The main area of research in AI is solving the bias problem in ML. There is a technique of directly modifying the data we feed through techniques like data
augmentation to enable fewer bias data. But still, this technique of solving
the bias has aroused plenty of questions in the mind of researchers since it is
not an effective method of eliminating bias. AI systems experts must guard against
introducing bias, whether gender, social, or any other form of bias.
For
developers, there are 4 aspects of AI that help people perceive it as
trustworthy; Transparency: People should be aware of the fact of having some
sort of expectations while interacting with AI; Accountability: Any unexpected
results can be undone if required; Privacy: Personal information should always
be protected; Lack of bias: Developers
should use representative training data to avoid regular audits to detect any
kind of bias expecting in.
AI
can be of immense importance in the medical field for early detection of any
kind of diseases such as cancers, sight loss, and other problems for quick
treatment before the situation is aggravated. It can also be helpful in the agriculture
sector by keeping crops away from diseases in case of any kind of harm posed to
crops.
AI
in the oil and gas industry is centred around two fields, i.e., machine
learning & data science. British petroleum developed a cloud-based
geosciences platform is known as “Sandy” to interpret geology, geophysics,
historical, and reservoir project information. The national data repository
(NDR) of the UK has many terabytes of different wellbores, seismic surveys, and
pipelines, which is interpreted by AI.
Spark
cognition AI systems will be used in spark predict platform to monitor topside
and subsea installations and analyze sensor data to identify any kind of
failure before it occurs. Shell has also adopted AI software named as Azure C3
IoT (internet of things) platform for its offshore operations. It is a similar
kind of platform as compared with the spark predict platform.
To
develop and use AI systems responsibly, AI developers must consider the ethical
issues inherent in AI. They must have a realistic view of their systems and
their capabilities and be aware of different forms of bias potentially present
in their systems. With this awareness, developers can avoid unintentionally
creating AI systems that have negative rather than positive impacts.
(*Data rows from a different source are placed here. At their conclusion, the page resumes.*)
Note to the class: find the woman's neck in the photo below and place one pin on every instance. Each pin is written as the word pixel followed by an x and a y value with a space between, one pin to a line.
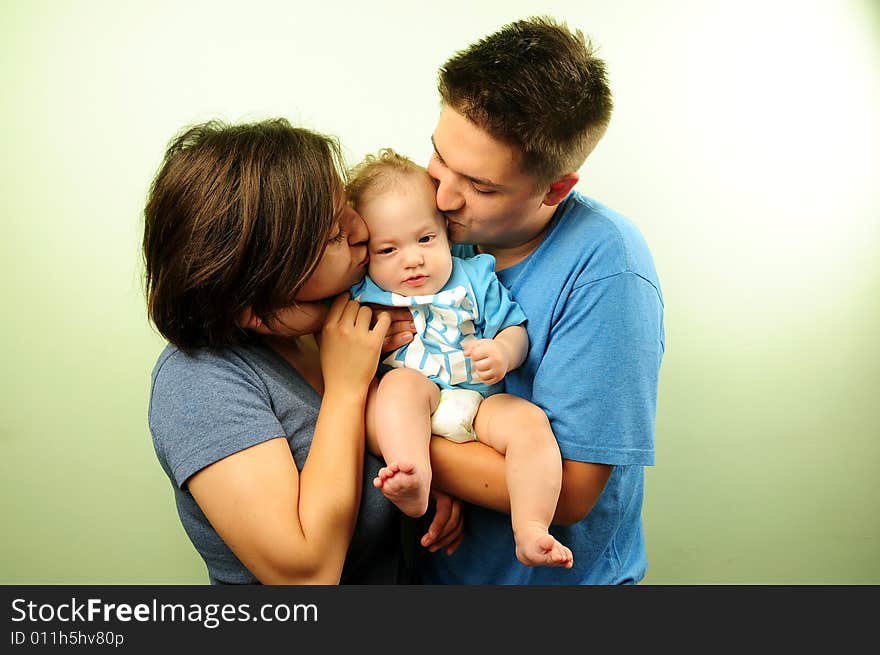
pixel 303 355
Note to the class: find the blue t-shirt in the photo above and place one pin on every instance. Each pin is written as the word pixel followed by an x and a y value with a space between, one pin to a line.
pixel 472 304
pixel 208 404
pixel 596 335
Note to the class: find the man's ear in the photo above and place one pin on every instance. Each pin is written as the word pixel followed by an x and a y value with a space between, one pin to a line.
pixel 559 188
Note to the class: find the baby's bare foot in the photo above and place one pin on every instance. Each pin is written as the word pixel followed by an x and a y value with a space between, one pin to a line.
pixel 404 486
pixel 535 546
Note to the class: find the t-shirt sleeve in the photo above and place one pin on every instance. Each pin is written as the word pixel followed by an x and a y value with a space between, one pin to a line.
pixel 597 380
pixel 206 407
pixel 498 309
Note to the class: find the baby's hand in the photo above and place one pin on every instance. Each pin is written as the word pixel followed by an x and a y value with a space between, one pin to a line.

To this issue, many researchers and scientists have shown their concerns by anticipating the future of AI. Professor Stephen Hawking said about the future of AI that “The rise of the powerful AI will be either be the best or worst thing to happen to humanity, we do not yet know which.” Elon Musk said that ”AI is more dangerous than nuclear weapons.” Hence Future of AI should be decided by us, whether it should be helpful for humanity or a threat.